Again, I don't pay you to ask questions, but that's an important one so I'll tell you what I want you to con Vince of...

I don't believe this is the etymology of the word convince by any means, but this idea did have the unintended effect of beginning a sequence of thoughts that framed my current state of mindfulness regarding what is transpiring around me and how I have interpreted it. Over the course of the past few months I've patched together a number of concepts from market participants who have directly or indirectly had their thoughts scribed --thoughts that have stood the test of time and market cycles.

Of Livermore, Wyckoff, O'Neal, Weinsten and Zwieg, I have taken a tidbit of wisdom and applied their model and methodology as a template to the market since May. From each I have focused primarily upon changes of market character and trend change from from bullish zones and topping zones to distribution and mark down with some thoughts on the bottoming process as well. What each post did however, was the contrary to the intention and if anything made me more optimistic, but without justification. As I reflect back upon each post I can't not help but acknowledge that I was trying to convince myself of something- but what wasn't apparent until recently.

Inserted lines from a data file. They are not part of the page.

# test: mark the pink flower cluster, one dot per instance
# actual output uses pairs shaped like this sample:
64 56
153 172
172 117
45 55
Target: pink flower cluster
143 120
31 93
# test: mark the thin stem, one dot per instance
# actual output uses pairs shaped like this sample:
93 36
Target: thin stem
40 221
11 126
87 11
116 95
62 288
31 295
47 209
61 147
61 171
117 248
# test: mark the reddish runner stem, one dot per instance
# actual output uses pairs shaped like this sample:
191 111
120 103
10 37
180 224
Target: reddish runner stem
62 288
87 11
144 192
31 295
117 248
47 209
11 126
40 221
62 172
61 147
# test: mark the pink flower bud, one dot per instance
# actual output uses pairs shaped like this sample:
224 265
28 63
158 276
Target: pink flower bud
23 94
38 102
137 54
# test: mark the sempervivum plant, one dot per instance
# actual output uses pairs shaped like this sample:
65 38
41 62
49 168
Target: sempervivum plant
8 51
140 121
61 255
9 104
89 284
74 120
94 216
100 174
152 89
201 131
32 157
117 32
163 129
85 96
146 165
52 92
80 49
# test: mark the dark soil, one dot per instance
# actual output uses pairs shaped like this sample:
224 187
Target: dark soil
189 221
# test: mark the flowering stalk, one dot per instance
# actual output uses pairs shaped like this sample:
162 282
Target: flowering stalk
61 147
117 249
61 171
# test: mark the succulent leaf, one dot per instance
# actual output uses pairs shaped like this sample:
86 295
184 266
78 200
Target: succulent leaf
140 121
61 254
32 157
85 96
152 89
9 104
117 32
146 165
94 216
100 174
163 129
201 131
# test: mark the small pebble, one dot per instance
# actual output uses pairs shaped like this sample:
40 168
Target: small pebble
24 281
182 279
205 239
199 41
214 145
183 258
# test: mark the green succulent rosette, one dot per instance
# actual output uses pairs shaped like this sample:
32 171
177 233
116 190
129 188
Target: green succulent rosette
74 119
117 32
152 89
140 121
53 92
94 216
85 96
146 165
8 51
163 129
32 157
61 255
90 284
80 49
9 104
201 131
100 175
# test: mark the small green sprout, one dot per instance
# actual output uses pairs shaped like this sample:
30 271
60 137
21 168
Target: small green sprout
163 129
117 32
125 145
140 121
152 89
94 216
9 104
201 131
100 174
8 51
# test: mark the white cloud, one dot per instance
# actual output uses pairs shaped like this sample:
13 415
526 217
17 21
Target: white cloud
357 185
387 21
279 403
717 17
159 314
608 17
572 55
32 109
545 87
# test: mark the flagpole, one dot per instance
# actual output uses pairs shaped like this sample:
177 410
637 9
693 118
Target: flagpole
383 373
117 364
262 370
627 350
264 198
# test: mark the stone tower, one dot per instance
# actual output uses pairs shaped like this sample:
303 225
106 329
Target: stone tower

Over that past few days I've taken to reviewing my daily logs checking for repetition of key words and phrases and noting what actions I did take to address them and which received inaction. It should come as no surprise to me to see the same blocks of writing alerting me to something neglected. Weeks later these would pop up again and sometimes months later as well. This repetition was the clearest sign that I was ignoring vital information pertaining to myself as a market participant. Of one note from February I take particular awareness of now:
There are certain weaknesses that when overcome show more- and that is one of the difficulties of trading- you get over one hump and your digging yourself out of another ditch and it gets tiring after a while and you start to wonder when is this going to change- I got over the fear of entering- I got over the fear of exiting loses- O.K.. Now I have the fear of mismanaging trades- it's a permanent state of anxiety and you become anxious that once you modify the current road block you'll find another you hadn't though of-

Here in lies an astute truth about my market beliefs. What I've come to learn through trading is that a solution today creates a problem tomorrow I may not have even thought about yet. Improving as a trader has a counter-intuitive challenge that as I become better experienced I can also become worse through the pursuit. The more informed and the less ignorant the higher the hurdle to overcome looms. This is why persistence and resiliency are two very important attributes to have in trading because with each step there is a chance of tripping and unless these two characteristics are honed, it might be the last step for many due to sheer frustration.